As the name implies, "Object" Recognition, a central part of computer vision, is usually centered around the object. It's what you want to detect after all. Then, what if we told you the environment those objects are in is just as important for your model ?
You might find yourself in a situation where the low environment diversity in your training dataset has a negative impact on your metrics.
Our Kiadam tool, by allowing you to freely choose your backgrounds can help you bypass this constraint. We'll show you how and why it works and help you choose the kind of backgrounds that will best work for you.
Our Experiment
In order to run this experiment, we will use two testing sets, containing the same objects but in two drastically different environments. Down below are excerpts of each testing set. Each has the same four objects (cans of Coke, Pepsi, Schweppes and Sprite) but placed in an apartment in one set and in outdoors in a park in the other.
Want to generate your own Dataset? Follow our comprehensive tutorial
For the training we generated using KIADAM four datasets of 1000 images each.
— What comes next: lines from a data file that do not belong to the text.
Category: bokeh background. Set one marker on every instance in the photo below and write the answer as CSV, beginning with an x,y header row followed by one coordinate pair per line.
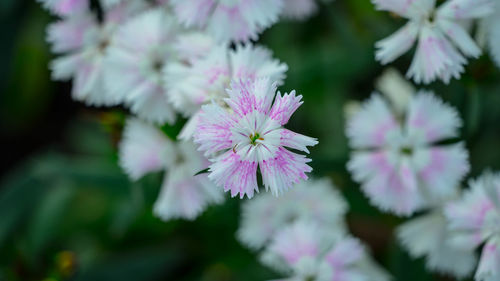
x,y
69,213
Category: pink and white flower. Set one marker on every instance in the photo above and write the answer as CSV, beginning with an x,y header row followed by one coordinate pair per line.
x,y
203,80
314,200
248,135
397,160
145,149
137,54
443,44
83,43
475,220
306,252
428,236
229,20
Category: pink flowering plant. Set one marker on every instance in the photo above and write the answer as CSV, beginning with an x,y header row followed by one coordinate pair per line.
x,y
187,109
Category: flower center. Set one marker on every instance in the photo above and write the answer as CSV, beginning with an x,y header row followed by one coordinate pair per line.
x,y
406,150
254,138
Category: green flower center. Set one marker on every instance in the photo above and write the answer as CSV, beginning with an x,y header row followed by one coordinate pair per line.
x,y
254,138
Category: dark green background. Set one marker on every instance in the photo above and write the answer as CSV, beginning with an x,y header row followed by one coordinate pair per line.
x,y
69,213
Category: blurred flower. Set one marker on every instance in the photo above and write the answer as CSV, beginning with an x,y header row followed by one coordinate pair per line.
x,y
249,134
427,236
304,251
398,160
439,34
205,79
313,200
229,20
84,42
475,220
145,149
136,56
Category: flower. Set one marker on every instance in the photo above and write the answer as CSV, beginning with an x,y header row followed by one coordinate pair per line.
x,y
229,20
315,200
427,236
145,149
475,219
249,135
84,43
137,54
206,79
397,160
439,34
306,252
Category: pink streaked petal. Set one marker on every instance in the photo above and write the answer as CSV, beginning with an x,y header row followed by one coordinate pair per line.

The generation is done by pasting photos of our cans onto the chosen backgrounds combined with various data augmentation techniques.
In this case, the photos of cans as well as the transformations and other parameters are the exact same for the four training sets, the only difference is the backgrounds.
We have :
One with backgrounds from the apartment of the first testing set
One with backgrounds from the park of the second testing set
One with backgrounds from both
A final set with a collection of 120 varied background from https://unsplash.com/, a website for free to use professional photos.The background set contains a mix of indoors and outdoors images unrelated to either of the testing sets. You can download it here
See the results of this generation down below
First Results
We trained YoloV5 on these four training sets using Ultralytics' distribution. We used 150 epochs for each training.
Here is a compilation of our results. The comparison metric used is the mean Average Precision or mAP. The only difference between all training sets is the background, everything else being strictly identical (same number of images, same generation parameters, trained with the same number of epochs...).
Type of Background | mAP - Apartment Testing Set | mAP - Outdoors Testing Set |
Apartment | 0.419 | 0.179 |
Outdoors | 0.443 | 0.776 |
Apartment & Outdoors | 0.545 | 0.713 |
120 Images from Unsplash | 0.594 | 0.64 |
Which backgrounds should you choose?
As you can see, changing the background can cause some wild variations in performance, going from a mAP of 0.179 to 0.713 by simply changing the backgrounds! The standard deviation for the Outdoors testing set is as high as 0.27.
Let's look a bit deeper, and try to figure out which set of backgrounds is the one you should use.
The Apartment Backgrounds set significantly under performs in both testing sets.
The Outdoors Backgrounds set is the best in the outdoors test, but almost the worst in the Apartment test
The "Apartment & Outdoors" as well as the "120 Images from Unsplash" hold up pretty well in both tests.
Let's run a test with all test images at once, outdoors and apartment to see which is globally better
Testing on both sets at once
Type of Background | mAP - Apartment & Outdoors Testing Set |
---|---|
Apartment | 0.270 |
Outdoors | 0.606 |
Apartment & Outdoors | 0.660 |
120 Images from Unsplash | 0.591 |
The Outdoors set and the Unsplash background set are quite close to each other with a mAP of respectively 0.591 and 0.606. However, this is explained by the fact that the set trained with Outdoors background does very well on the Outdoors testing set, and (relatively) poorly on the other.
Is the Outdoors background trained set really this good?
It is usually more common to see cans of soda in an apartment setting rather than a park setting. What would happen if we adjusted the distribution of the testing set to include more apartments testing pictures?
Type of Background | mAP - 75% Apartment Test |
---|---|
Apartment | 0.328 |
Outdoors | 0.521 |
Apartment & Outdoors | 0.602 |
120 Images from Unsplash | 0.576 |
As you can see, the mAP of the Outdoors background trained model crumbles rapidly under these circumstances, while the other two sets are more resilient.